People often see escalating a disagreement to management as a sign of failure. Worse yet, they see it as harmful towards their relationship with their peers. This is exactly incorrect.

Facebook decouples teams whenever possible to remain agile. With a clear shared strategy such a division of labor reduces communication overhead. But it puts more pressure on the quality of that communication.

When two teams find themselves out of alignment, it is tempting to compromise. But teams working around one another will harbor animosity. Deferred conflict will become blocking conflict. The dispute may get resolved but at a real cost of time, thrash, and ill will.

The best way to collaborate is to escalate issues early on.
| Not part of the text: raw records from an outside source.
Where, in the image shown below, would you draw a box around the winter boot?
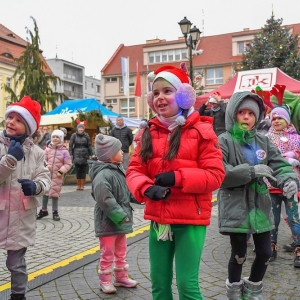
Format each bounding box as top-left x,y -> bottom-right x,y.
114,264 -> 139,288
80,179 -> 85,190
294,246 -> 300,268
269,242 -> 278,262
36,210 -> 49,220
226,279 -> 243,300
9,294 -> 26,300
243,277 -> 264,300
52,210 -> 60,221
76,179 -> 81,191
98,269 -> 117,294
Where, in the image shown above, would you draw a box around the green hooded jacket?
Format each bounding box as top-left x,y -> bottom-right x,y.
218,92 -> 298,234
When teams identify a fundamental disagreement, they need to escalate immediately. This means within hours, not days. Every day that passes without resolution only increases the cost of resolution. I’ve seen teams become entrenched in their views in as little as a week.

This is critical beyond the teams directly involved. Every strategy is incomplete and every roadmap has flaws. They only improve when we expose their weaknesses as we work. Escalation is one of the best ways to examine how our plans fall short. If we do this pairwise then we risk arriving at different solutions rather than improving the underlying strategy to the benefit of all.

Escalation needs to be easy. If teams see them as competitions or exercises in blame, they will remain unpopular. Instead, we must reward them for highlighting an area of uncertainty in the strategy. Forums for escalation should be widely accessible, frequently checked in on, and heavily promoted by leadership.

Escalating doesn’t have to be a big deal. But failing to escalate almost always is.